いまや「ファミリーに人気の街」の昔の顔
「南千住」駅は東京都荒川区に位置する、JR常磐線(快速)と東京メトロ日比谷線、首都圏新都市鉄道つくばエクスプレス線の接続駅です。1日の乗車人数はJR駅で1.7万人ほど、乗降客数は東京メトロ駅で3.1万人ほど、首都圏新都市鉄道駅で5.5千人ほどです。
人気の高いお隣「北千住」に比べて知名度の劣る「南千住」ですが、いくつか世間を賑わすトピックスがあります。ひとつが「奥の細道の出発地論争」です。
『奥の細道』によると、1689年3月27日、江戸・深川から隅田川を船で北上し、「千住といふ所にて」船を下りて、「行春や 鳥啼魚の 目は泪(ゆくはるや とりなきうおの めはなみだ)」と詠んだとされています。しかし川を下りたのが、足立区側の千住大橋近辺か、荒川区側の南千住近辺か、記述はないのです。足立区も、荒川区も、「我こそは松尾芭蕉が旅立った地」として譲らず、結論は出ていません。ちなみに「南千住」の駅前広場には、芭蕉の銅像が建立されています。

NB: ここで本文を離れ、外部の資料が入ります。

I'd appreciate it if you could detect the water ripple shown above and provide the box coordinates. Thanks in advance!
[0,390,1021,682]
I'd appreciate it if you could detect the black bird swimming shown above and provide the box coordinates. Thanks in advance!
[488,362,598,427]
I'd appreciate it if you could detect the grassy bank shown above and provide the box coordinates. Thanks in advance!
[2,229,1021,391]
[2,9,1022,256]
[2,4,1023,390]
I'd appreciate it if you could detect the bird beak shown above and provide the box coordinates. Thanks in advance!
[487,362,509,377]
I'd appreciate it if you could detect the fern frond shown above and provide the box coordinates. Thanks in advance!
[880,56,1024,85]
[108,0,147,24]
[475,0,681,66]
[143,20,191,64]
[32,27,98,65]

もう1つのトピックスが、「東京随一の心霊スポットである」ということです。日光街道の宿場町である千住宿を起源とする南千住ですが、江戸時代から明治初期には「小塚原刑場」という処刑場(仕置場)があり、20万人余の罪人がここで刑を執行されました。「小塚原刑場」で処刑された人々は、現在の「南千住回向院」に埋葬されたとか。

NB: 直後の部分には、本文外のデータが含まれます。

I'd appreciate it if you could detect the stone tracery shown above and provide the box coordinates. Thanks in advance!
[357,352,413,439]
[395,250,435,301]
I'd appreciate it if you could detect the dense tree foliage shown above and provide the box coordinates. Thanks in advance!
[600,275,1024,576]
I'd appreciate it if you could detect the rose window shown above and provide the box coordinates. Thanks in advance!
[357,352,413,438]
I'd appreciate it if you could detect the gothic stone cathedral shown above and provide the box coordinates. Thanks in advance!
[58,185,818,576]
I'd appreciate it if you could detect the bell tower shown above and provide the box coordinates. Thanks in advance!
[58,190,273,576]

また1822年、南部藩(盛岡藩)の藩士である相馬大作が「相馬大作事件」を起こし処刑されてからは、国家を揺るがす重大犯罪を犯した人物が処刑される場となりました。安政の大獄の際に首謀者と目された吉田松陰や橋本左内などは、処刑自体は別の場所で行われましたが、遺体は一時、この地に埋葬されたそうです。そんな歴史もあることから、「小塚原刑場跡地」はちょっとした心霊スポットとして紹介されています。
たとえば「首切り地蔵」。1741年に、この地で処刑された人の菩提を弔うために作られたもので、その名前から、さぞかし恐ろしい地蔵を想像するでしょう。実際は、サイズも大きく、非常に穏やかな表情をしている地蔵です。また人通りも多いので、実際は心霊スポットと呼ばれるほどの怖さはないようです。
そんな南千住ですが、明治以降、隅田川の水運と鉄道貨物基地を起点とする陸運が接続する要所、大規模場工場が建つ工業地帯として発展。駅南側は木賃宿が立ち並ぶ労務者の街として知られ、現在も少なからず、簡易宿泊所が点在しています。
しかし近年、駅東側の工場跡地や旧国鉄用地など、50ha弱の広大な敷地を利用した再開発で、街の様相は一変。3棟のタワーマンションからなる「リバーハープスクエア」をはじめ、20~30階建ての超高層マンションが林立し、「LaLaテラス南千住」などの複合商業施設や「東京都立汐入公園」なども整備され、美しく区画された街が誕生しました。
一方で、駅西側でも再開発が行われ、駅前にはタワーマンションが建てられましたが、南千住商店街(通称コツ通り商店街)、仲通り商店街、南千住商友会と、個人商店が中心の商店街が残っています。惣菜や焼き鳥、揚げ物など、食卓を彩ってくれる店も多く、昔ながらの飲食店も点在しています。価格もリーズナブルで庶民派の店が揃っているのが魅力です。